Nearly half (46%) of all on-premises databases globally are vulnerable to attack, results from a five-year study conducted by Imperva Research Labs show.
The study covered nearly 27,000 scanned databases and results showed that more than half (56%) of the common vulnerabilities and exposures (CVEs) found were ranked as “high or “critical” severity, aligned with guidelines from the National Institute of Standards and Technology (NIST) in the United States.
Imperva said this indicates that many organisations are not prioritising the security of their data and neglecting routine patching exercises. Based on Imperva scans, some CVEs have gone unaddressed for three or more years.
“While organisations stress publicly how much they invest in security, our extensive research shows that most are failing,” said Elad Erez, CIO of Imperva.
“Too often, organisations overlook database security because they’re relying on native security offerings or outdated processes,” said Erez. “Although we continue to see a major shift to cloud databases, the concerning reality is that most organizations rely on on-premises databases to store their most sensitive data.”
Regional analysis uncovers significant disparities between nations, with countries such as France (84%), Australia (65%) and Singapore (64%) having much higher incidences of insecure databases.
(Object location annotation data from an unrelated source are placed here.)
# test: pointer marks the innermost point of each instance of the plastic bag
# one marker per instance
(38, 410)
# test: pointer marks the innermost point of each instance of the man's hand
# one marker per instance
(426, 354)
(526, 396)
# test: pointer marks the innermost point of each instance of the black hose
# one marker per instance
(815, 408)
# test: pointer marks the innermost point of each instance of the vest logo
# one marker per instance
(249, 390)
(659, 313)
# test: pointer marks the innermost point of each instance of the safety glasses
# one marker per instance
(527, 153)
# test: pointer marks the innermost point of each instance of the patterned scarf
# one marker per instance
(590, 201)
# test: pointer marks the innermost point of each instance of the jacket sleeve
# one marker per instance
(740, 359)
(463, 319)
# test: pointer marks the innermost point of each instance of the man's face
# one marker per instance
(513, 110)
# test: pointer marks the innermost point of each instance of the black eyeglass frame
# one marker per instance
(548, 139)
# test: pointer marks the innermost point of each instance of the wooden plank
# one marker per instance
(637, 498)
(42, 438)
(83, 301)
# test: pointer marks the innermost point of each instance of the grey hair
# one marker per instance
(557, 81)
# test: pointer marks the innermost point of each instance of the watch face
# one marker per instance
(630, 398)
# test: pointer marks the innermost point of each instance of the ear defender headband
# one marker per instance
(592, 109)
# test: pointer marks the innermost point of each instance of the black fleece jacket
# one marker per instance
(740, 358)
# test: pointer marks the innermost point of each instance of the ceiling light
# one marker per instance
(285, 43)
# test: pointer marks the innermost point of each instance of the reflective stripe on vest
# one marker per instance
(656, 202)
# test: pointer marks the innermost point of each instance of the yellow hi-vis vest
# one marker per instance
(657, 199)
However, for countries such as Germany and Mexico, while the number of insecure databases is relatively low, those that are vulnerable are well above the average when it comes to the number of vulnerabilities capable of exploitation.
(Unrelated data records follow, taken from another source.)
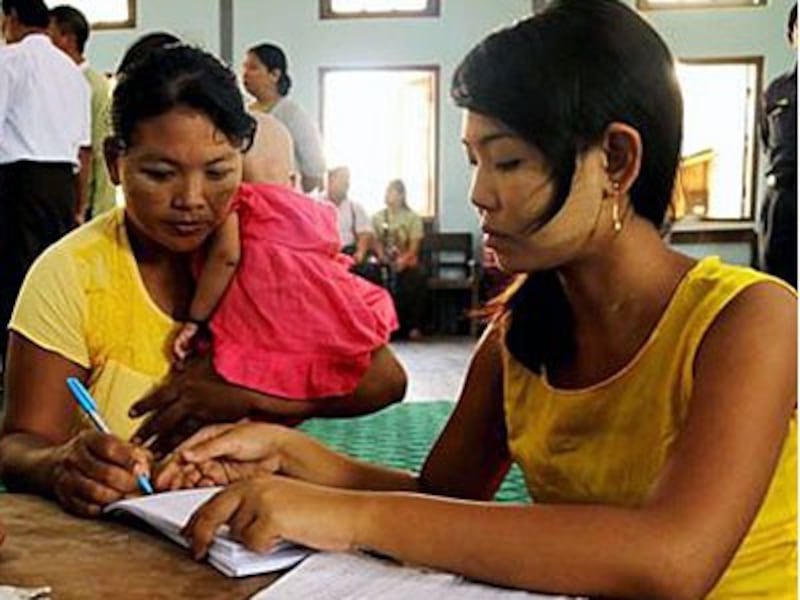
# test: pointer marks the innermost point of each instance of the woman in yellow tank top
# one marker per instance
(648, 398)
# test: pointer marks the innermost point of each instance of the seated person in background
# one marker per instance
(270, 157)
(355, 231)
(649, 398)
(105, 303)
(399, 233)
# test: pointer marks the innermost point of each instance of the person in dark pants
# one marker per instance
(779, 135)
(399, 232)
(45, 145)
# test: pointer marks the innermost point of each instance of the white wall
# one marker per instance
(311, 43)
(194, 20)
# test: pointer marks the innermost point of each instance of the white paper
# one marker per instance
(168, 512)
(338, 576)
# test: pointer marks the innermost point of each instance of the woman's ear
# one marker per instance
(622, 146)
(111, 151)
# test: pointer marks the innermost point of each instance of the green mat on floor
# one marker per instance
(400, 436)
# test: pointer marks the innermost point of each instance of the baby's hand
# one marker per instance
(182, 346)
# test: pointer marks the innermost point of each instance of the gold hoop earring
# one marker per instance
(615, 218)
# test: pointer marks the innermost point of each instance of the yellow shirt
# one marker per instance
(399, 228)
(608, 443)
(102, 193)
(85, 300)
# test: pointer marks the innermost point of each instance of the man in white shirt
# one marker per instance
(69, 31)
(355, 230)
(44, 123)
A separate study by Imperva Research Labs earlier this year found that the number of data breaches is growing by 30% annually while the number of records compromised increases by an average of 224%.
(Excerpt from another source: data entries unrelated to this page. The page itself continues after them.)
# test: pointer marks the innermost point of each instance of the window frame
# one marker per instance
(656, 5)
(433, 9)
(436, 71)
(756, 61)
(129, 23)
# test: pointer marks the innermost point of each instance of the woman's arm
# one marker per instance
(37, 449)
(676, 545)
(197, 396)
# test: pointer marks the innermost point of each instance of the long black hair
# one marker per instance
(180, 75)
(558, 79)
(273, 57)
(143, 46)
For non-publicly accessible databases, attackers can use a range of tools such as SQL injections (SQLi) to exploit vulnerabilities in web applications that are connected to a database. This remains a consistent business threat as nearly 50% of breaches in the past several years originate at the application layer.
When it comes to public databases, the threat is even greater as exploiting them requires even less effort. Attackers can search for vulnerable targets through tools such as Shodan and acquire exploit code through repositories like ExploitDB which hold hundreds of points of compromise (POC) codes.
An analysis of data breaches since 2017 shows that a majority (74%) of the data stolen in a breach is personal data, while login credentials (15%) and credit card details (10%) are also lucrative targets.
“Attackers now have access to a variety of tools that equip them with the ability to take over an entire database, or use a foothold into the database to move laterally throughout a network,” said Erez.
“The explosive growth in data breaches is evidence that organizations are not investing enough time or resources to truly secure their data,” he added.